- Decades:: 1980s; 1990s; 2000s; 2010s; 2020s;
- See also:: Other events of 2006 History of the Central African Republic

= 2006 in the Central African Republic =

The following is a list of events of the year 2006 in the Central African Republic.

==Incumbents==
- President: François Bozizé
- Prime Minister: Élie Doté

==Events==
===June===
- June 27 - Chadian rebels attack the neighboring Central African Republic. They have reportedly formed an alliance with CAR rebels.
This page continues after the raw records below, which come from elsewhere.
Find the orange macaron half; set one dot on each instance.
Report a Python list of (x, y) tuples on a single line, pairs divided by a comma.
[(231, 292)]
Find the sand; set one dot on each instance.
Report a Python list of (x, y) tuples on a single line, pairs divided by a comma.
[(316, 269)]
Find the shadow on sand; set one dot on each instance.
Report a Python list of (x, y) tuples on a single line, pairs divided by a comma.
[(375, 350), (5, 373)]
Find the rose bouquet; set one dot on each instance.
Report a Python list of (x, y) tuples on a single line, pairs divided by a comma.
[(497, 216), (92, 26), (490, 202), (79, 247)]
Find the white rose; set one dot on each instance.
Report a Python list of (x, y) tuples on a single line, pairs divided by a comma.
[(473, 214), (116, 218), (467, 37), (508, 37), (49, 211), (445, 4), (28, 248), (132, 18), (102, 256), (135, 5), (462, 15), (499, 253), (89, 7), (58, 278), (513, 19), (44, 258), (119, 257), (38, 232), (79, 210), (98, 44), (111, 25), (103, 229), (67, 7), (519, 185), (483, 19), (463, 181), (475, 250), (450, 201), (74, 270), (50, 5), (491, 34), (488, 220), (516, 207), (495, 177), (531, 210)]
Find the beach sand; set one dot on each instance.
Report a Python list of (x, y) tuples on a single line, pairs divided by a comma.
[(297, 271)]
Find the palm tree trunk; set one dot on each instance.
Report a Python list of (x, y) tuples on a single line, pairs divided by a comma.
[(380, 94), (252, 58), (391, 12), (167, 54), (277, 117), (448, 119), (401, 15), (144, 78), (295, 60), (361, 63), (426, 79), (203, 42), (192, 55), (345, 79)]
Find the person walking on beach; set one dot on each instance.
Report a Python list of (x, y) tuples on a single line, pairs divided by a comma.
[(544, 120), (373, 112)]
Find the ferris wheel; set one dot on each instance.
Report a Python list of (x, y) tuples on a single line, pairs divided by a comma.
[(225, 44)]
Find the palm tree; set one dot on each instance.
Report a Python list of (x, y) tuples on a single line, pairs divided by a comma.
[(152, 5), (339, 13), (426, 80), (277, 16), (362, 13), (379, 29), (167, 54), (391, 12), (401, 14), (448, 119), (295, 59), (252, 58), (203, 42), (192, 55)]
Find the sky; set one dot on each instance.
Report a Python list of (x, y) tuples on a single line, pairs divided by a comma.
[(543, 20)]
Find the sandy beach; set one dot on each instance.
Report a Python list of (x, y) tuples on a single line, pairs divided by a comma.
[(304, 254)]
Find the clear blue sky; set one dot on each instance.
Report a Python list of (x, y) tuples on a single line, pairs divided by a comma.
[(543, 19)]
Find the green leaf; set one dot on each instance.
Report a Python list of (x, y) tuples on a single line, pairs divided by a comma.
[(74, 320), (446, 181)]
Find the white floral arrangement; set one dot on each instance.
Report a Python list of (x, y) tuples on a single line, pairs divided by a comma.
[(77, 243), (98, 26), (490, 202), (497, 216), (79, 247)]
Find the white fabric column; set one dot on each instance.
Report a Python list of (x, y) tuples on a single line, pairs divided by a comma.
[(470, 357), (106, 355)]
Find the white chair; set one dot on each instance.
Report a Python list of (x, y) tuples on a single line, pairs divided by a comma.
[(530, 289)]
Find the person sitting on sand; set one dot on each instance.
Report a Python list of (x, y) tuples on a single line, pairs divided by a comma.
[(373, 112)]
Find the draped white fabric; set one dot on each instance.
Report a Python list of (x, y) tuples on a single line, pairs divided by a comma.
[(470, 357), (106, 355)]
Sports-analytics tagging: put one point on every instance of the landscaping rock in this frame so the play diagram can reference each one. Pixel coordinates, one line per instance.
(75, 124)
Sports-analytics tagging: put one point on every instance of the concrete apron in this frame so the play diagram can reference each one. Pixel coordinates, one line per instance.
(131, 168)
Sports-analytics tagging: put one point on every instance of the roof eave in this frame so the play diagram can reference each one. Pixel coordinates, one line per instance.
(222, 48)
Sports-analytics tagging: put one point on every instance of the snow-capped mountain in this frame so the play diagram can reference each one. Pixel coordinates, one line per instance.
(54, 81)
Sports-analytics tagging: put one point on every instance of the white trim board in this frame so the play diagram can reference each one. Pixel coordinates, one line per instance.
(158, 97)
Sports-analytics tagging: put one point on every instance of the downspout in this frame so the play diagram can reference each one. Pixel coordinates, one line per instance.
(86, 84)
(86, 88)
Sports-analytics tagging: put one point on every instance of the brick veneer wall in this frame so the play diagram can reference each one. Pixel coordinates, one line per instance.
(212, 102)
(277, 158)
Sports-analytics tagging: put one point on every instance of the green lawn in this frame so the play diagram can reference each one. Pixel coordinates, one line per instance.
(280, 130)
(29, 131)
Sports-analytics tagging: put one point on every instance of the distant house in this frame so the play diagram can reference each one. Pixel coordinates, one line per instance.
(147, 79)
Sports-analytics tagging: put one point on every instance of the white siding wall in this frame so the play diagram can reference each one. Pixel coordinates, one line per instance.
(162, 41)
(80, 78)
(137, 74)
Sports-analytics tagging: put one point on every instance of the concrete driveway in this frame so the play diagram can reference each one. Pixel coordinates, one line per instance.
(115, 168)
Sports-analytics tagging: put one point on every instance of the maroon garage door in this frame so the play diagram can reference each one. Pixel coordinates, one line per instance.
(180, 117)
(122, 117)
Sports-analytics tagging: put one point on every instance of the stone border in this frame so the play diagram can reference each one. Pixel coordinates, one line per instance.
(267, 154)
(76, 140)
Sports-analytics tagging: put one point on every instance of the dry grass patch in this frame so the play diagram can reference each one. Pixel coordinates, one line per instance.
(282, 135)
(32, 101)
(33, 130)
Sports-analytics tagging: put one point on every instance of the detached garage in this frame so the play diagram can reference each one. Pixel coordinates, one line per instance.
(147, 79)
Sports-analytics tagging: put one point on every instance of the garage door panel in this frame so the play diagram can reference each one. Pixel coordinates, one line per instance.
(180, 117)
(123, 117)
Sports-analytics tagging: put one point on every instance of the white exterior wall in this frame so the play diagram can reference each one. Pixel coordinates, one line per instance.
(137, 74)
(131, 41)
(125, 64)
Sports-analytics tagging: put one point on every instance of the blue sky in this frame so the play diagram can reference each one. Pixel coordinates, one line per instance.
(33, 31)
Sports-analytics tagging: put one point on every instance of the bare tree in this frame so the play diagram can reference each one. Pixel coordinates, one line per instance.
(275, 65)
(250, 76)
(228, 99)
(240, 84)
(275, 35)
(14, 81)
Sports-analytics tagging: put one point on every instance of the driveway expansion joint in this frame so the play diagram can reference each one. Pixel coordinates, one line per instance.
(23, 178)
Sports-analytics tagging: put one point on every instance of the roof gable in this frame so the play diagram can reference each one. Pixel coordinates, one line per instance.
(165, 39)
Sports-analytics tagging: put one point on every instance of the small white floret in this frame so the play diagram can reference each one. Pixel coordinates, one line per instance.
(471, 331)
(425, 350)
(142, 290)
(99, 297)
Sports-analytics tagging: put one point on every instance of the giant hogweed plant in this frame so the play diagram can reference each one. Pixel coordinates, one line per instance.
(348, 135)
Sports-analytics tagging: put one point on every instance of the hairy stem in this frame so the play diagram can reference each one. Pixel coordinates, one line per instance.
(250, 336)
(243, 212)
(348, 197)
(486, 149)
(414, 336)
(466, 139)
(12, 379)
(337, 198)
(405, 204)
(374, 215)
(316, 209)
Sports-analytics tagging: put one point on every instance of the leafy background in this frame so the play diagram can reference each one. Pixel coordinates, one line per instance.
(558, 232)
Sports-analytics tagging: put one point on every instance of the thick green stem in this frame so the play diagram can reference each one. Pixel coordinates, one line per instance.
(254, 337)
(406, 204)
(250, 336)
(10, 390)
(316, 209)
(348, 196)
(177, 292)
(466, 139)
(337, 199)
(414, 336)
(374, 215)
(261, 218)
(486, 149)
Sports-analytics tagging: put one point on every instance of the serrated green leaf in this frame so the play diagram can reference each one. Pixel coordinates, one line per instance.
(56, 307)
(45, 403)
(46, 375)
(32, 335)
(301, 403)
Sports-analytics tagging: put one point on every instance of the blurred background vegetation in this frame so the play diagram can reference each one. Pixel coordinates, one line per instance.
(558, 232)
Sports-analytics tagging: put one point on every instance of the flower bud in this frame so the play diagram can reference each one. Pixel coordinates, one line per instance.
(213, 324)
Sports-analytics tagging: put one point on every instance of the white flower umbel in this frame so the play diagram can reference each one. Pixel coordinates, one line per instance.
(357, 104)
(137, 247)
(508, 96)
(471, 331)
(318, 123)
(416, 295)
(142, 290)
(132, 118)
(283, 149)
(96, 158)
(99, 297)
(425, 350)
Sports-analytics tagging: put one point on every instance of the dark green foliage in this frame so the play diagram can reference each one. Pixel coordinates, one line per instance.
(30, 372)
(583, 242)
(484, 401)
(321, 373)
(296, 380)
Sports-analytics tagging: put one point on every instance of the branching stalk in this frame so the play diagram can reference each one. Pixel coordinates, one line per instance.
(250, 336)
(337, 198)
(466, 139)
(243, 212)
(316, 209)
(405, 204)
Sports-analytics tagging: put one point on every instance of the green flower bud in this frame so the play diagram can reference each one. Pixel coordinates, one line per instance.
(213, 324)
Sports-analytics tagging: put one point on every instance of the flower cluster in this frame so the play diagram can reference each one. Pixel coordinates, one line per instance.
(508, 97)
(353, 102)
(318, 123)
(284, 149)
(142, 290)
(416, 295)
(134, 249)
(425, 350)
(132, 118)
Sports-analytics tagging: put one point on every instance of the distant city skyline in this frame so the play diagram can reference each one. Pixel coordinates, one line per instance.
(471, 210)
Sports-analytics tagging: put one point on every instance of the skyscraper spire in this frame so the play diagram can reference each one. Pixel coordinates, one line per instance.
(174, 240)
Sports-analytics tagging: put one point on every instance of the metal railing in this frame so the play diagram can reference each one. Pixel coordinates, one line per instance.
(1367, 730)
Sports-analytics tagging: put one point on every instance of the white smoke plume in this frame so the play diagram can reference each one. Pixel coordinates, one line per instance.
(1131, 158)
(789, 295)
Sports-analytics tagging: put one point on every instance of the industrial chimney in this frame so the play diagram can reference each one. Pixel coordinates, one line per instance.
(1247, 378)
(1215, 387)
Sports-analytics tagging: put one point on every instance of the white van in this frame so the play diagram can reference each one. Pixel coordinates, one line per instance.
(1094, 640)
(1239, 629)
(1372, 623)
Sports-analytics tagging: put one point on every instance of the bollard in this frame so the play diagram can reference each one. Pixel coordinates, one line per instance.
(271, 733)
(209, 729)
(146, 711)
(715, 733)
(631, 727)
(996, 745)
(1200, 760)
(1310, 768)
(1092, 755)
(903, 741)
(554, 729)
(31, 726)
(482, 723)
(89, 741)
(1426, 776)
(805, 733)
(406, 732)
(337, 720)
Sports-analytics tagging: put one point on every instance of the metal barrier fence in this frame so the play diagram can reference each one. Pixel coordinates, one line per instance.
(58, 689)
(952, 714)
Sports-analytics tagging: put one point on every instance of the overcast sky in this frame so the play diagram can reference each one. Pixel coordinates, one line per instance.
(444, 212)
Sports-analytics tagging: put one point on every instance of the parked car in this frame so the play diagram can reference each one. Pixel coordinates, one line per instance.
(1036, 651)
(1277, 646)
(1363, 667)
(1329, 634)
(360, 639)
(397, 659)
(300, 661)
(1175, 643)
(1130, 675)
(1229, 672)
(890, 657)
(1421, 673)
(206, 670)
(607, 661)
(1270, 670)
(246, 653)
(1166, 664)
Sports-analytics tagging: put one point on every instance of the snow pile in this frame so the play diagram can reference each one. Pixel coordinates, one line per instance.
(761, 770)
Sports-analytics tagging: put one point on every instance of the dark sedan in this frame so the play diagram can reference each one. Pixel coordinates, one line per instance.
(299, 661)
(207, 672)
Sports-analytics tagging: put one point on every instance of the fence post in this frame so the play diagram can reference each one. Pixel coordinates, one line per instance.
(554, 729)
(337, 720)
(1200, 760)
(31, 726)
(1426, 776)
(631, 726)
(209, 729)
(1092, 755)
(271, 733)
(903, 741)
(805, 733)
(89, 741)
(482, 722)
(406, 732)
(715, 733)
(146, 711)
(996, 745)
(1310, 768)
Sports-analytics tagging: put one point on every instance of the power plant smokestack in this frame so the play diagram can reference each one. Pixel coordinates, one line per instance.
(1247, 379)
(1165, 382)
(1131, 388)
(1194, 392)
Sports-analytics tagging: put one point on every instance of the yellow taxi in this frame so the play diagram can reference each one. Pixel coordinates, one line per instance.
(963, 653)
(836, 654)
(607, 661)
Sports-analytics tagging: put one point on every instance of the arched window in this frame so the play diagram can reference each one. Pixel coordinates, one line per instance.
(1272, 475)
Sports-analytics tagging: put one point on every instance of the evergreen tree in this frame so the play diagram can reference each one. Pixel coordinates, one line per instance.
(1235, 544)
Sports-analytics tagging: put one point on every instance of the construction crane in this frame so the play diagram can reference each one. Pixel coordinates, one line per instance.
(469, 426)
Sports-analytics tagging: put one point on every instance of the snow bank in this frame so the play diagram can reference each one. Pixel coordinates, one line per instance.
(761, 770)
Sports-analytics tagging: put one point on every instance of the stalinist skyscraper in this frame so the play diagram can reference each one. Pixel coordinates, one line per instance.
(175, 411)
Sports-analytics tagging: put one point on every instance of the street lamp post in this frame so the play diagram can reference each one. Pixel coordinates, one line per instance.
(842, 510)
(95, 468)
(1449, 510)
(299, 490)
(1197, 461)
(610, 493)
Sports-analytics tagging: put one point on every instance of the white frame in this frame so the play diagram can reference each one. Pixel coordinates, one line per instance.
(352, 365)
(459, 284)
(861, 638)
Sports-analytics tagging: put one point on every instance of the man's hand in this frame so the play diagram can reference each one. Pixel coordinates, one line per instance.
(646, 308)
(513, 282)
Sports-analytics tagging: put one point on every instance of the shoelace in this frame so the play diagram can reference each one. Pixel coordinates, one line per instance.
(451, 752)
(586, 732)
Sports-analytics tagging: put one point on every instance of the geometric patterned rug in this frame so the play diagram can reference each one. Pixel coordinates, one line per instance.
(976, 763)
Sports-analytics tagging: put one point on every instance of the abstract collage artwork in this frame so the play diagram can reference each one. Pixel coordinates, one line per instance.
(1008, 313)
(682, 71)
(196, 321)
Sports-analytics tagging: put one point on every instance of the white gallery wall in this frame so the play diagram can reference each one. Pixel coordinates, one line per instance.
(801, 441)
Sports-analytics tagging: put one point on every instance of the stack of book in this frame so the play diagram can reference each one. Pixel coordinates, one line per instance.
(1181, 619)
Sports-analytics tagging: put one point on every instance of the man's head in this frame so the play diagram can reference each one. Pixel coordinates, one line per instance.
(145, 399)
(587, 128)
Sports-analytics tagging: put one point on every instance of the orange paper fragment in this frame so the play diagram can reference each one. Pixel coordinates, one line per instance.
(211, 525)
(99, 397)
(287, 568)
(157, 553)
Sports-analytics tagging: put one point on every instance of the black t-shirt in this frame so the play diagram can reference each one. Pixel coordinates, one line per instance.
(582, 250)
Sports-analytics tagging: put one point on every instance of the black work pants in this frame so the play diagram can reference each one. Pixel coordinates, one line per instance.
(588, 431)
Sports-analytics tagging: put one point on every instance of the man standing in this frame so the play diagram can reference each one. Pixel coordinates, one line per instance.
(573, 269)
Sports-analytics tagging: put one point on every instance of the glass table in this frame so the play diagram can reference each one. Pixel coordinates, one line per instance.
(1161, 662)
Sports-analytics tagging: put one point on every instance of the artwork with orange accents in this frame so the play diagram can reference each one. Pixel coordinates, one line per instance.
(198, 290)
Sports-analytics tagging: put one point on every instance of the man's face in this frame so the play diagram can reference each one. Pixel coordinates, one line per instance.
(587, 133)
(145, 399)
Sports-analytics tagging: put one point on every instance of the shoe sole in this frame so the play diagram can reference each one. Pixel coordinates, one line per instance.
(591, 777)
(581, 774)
Large areas of both countries have descended into violence.

===July===
- July 3 - United Nations Secretary General Kofi Annan issues a report warning that ongoing fighting in Chad, Sudan, the Central African Republic, and Cameroon are increasingly destabilized and that borders are loosely enforced.

===November===
- November 10 - Rebels claim to have captured a second town in the Central African Republic during a two-week-long offensive.
- November 17 - Chad has offered to send troops to the Central African Republic to help fight rebels it claims are backed by Sudan.
- November 28 - French forces have clashed with rebels in the Central African Republic during a government offensive to regain control of the northern town of Birao.
- November 30 - French fighter planes have fired at rebels in northern Central African Republic where thousands have fled fighting in recent weeks.